A History of the County of Cambridge and the Isle of Ely: Volume 9, Chesterton, Northstowe, and Papworth Hundreds. Originally published by Victoria County History, London, 1989.
This free content was digitised by double rekeying. All rights reserved.
Several nonconformist congregations were established in the 1650s and 1660s and there was a burial place by 1679. (fn. 1) In 1676 the 42 dissenters recorded were among the most numerous in any Cambridgeshire village, forming almost a tenth of the population. (fn. 2) Dissent seems to have spread rapidly in the early 18th century. By 1748 most inhabitants were said to be nonconformists and the proportion was rarely less than half of the population until 1900. (fn. 3)
By 1652 the officers of the Baptist congregation at Fen Stanton (Hunts.) were in touch with three women at Over and in 1655 their leader Henry Denne preached publicly. Even in the 1650s, however, some Baptists in Over attended the parish church, while at least one allowed a Quaker to visit her house. (fn. 4) In 1669 there were said to be only four Anabaptist families, who attended meetings in other villages, but in 1672 a house was registered for worship. (fn. 5) In 1735 meetings were held but there was no organized church and the later Strict Baptist chapel dated its origin from 1737, when a new pastor Mr. Fisher preached at Over. The size of the congregation fluctuated but in 1810 a new meeting house seating 300 was built in Over End. In 1851 it had an attendance of 150-280 at each of its three services on Census Sunday, the largest in the village. (fn. 6) At its peak c. 1870 there were over 80 members and 125 Sunday-school pupils, but numbers were declining by 1900. (fn. 7) The vicar claimed in 1897 that most adult Baptists were unbaptized. (fn. 8) Baptisms in the 19th century seem usually to have been conducted in the Ouse at Over Cote, though on one occasion in 1847 a pond was used instead because the Ouse was too rough. An indoor baptistery was built in 1925. (fn. 9) Membership fell below 20 in the 1920s but revived afterwards (fn. 10) and there was still a resident pastor in 1983, living in a manse built in 1974. (fn. 11) The central range of the chapel at the corner of West Street and Glover Street, probably dating from 1810, is of gault brick and has plain twolight windows with hoodmoulds. It has been extended in gault brick at both ends. In 1867 the Baptists acquired a graveyard in New Road, (fn. 12) which remained in use in 1983.
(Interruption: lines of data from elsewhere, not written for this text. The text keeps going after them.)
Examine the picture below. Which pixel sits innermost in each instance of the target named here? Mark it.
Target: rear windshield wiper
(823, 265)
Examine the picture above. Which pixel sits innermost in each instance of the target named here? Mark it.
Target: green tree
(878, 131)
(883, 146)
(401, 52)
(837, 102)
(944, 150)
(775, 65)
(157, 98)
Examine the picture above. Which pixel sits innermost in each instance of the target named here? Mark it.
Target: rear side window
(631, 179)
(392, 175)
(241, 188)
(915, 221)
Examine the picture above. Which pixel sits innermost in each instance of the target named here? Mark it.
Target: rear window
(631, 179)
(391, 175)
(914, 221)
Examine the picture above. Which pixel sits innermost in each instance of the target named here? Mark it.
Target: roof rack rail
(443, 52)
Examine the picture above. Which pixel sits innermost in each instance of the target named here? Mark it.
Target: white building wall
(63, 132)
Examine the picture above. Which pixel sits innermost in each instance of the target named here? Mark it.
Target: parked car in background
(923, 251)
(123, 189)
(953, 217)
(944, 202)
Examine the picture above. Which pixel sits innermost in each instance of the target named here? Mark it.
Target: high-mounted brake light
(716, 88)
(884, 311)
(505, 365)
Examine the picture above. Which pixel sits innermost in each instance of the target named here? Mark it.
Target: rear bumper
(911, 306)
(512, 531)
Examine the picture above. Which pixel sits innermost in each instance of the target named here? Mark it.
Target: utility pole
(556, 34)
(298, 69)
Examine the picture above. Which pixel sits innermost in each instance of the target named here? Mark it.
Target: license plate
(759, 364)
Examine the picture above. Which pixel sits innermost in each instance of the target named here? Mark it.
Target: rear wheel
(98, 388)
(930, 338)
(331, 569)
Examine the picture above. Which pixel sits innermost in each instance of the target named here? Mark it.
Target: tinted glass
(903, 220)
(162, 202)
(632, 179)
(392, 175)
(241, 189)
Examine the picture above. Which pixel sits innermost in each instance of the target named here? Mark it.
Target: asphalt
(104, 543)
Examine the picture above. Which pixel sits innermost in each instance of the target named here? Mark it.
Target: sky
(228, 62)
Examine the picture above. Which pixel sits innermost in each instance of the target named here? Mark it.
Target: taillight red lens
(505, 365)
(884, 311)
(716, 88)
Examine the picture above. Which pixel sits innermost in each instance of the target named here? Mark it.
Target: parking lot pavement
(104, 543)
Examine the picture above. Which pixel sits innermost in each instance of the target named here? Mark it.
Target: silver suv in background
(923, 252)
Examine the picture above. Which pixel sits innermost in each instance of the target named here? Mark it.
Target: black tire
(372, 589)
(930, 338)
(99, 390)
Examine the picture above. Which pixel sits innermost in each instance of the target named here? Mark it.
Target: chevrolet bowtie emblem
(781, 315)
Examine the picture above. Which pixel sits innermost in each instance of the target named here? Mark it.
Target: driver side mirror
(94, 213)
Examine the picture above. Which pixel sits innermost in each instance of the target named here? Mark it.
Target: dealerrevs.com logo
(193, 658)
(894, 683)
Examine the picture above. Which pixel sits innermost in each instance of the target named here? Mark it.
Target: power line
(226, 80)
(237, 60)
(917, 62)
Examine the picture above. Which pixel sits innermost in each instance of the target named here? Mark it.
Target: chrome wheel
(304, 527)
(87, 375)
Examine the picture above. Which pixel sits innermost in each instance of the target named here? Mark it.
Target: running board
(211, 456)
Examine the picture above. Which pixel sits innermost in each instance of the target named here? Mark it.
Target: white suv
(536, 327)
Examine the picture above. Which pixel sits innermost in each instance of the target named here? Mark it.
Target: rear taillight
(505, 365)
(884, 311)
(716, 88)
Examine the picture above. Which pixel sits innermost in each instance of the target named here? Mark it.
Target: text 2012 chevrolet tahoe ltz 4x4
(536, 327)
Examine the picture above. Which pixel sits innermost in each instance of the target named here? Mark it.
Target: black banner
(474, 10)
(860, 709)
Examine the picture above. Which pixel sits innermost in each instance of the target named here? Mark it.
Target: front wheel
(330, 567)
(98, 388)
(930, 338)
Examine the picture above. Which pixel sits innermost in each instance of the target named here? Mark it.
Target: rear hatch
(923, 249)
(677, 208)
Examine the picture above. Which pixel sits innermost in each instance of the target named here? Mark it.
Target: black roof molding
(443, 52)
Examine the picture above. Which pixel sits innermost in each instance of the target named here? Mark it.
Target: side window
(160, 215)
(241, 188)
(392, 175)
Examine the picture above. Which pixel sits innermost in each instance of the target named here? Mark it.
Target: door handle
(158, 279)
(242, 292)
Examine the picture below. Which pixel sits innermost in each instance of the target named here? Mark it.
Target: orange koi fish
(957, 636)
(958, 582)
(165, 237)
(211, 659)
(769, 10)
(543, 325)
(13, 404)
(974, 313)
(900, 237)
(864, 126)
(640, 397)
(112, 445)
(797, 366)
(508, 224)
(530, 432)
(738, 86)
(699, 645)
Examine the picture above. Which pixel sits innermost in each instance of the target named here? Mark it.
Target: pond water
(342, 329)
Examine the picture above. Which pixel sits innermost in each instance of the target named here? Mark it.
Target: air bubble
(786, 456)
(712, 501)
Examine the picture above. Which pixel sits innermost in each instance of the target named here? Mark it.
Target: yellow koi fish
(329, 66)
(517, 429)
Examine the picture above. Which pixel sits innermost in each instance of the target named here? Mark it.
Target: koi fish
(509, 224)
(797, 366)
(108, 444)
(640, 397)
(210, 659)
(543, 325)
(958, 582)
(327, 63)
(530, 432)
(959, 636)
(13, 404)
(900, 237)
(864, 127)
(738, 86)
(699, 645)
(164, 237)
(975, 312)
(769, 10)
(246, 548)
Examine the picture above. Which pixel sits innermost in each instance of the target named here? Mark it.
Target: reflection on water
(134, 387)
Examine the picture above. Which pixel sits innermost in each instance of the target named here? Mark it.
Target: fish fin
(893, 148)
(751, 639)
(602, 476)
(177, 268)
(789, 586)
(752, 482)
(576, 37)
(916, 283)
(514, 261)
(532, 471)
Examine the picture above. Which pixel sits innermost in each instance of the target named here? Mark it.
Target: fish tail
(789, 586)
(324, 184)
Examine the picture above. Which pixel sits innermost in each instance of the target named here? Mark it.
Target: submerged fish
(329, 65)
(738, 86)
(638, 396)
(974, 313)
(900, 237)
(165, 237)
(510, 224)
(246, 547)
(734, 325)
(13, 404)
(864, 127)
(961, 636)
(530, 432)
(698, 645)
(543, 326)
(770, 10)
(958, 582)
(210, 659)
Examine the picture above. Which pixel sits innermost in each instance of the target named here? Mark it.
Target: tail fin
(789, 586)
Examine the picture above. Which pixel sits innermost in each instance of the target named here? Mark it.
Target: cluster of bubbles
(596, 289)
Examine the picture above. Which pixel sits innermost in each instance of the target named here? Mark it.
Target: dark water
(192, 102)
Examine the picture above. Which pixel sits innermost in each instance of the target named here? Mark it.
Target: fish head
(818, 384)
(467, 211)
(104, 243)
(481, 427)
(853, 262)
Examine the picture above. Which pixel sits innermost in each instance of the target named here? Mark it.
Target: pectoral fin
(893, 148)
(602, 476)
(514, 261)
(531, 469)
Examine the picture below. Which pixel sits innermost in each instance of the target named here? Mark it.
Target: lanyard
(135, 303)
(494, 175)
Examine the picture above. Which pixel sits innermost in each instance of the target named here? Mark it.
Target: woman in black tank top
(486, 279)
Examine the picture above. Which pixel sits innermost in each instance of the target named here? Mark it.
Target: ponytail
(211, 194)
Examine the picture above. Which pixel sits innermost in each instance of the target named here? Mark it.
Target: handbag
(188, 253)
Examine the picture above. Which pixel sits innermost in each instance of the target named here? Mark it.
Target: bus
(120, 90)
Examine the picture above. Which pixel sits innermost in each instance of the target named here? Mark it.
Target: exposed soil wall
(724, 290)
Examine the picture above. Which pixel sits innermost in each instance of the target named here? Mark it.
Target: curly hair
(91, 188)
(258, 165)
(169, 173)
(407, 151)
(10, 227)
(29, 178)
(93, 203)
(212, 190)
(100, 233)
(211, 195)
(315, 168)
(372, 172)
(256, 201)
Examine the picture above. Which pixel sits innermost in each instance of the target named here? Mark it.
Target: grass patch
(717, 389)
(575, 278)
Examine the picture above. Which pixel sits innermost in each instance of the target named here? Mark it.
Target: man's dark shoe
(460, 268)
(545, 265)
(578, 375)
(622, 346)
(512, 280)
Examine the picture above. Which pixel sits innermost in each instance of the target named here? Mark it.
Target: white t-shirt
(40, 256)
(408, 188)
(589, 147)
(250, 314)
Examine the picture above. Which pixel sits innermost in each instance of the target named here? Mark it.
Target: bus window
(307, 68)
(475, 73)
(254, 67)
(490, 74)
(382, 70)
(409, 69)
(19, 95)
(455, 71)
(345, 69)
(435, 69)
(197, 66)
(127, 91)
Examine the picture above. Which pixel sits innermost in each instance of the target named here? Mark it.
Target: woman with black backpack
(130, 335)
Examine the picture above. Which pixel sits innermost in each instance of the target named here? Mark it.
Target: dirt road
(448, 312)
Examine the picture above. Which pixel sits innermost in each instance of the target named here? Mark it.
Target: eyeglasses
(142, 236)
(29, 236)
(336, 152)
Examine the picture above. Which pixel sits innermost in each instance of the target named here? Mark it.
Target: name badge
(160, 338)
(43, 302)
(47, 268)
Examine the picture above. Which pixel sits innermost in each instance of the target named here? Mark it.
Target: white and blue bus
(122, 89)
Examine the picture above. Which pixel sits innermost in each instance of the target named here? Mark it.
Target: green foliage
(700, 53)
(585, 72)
A Quaker preached privately in Over as early as 1654 (fn. 13) and there may have been an organized meeting before 1660. (fn. 14) A wealthy Over maltster, John Ainsloe, was leader of the Cambridgeshire Quakers by 1660. In 1670 members of the Over conventicle were fined more than any other group in the county. At least 14 individuals from Over were gaoled or fined between 1660 and 1684. (fn. 15) In 1669 there were c. 50 Quakers in the village and their meetings sometimes drew in another 150 from the surrounding area. (fn. 16) The sect probably declined after Ainsloe's death in 1693; there were only four Quakers in 1728 (fn. 17) and none were certainly recorded thereafter, the meeting reported in 1748 probably being an error for the known Baptist congregation. (fn. 18) Quaker burials seem to have taken place in an orchard. (fn. 19)
An Independent congregation taught by Francis Holcroft and Joseph Oddy was in existence by 1669, when there were c. 80 attenders from Over and 20 from elsewhere. (fn. 20) There were Over people among the members of the stronger Willingham church by 1675 (fn. 21) and a regular meeting may not have survived in the village. 'Presbyterians' (probably Independents) numbering 24 were recorded in 1728 but although they had a meeting house they assembled there only once in every 10 weeks. (fn. 22) A house had been registered for worship by Independents in 1725 (fn. 23) and there was still a meeting in 1748, (fn. 24) but any remaining Independents may have joined the Baptists in the late 18th century; (fn. 25) by 1783 the Baptists were the only dissenting congregation in the parish. (fn. 26)
Ludovic Muggleton visited Over at least once and in 1681 wrote a letter of blessing to a woman follower there. (fn. 27)
Methodism reached Over in the early 19th century. The Wesleyans' Cambridge circuit recorded nine members in 1824 but did not have a preaching place in 1836. (fn. 28) The Primitive Methodists used a house first registered for worship in 1835 (fn. 29) and built a plain brick chapel in a lane south of High Street in 1848, which was filled to its capacity of 140 at two of the three services on Census Sunday 1851. (fn. 30) It had c. 30 members in the 1870s, rising nearly to 50 by 1890, when a congregation of 200 was reported. The Sunday school at that date had a roll of over 100. (fn. 31) Originally in the Cambridge circuit, the chapel joined the St. Ives branch in 1860 (fn. 32) and was part of the Huntingdonshire mission after Methodist union in 1932. (fn. 33) It remained open in 1982.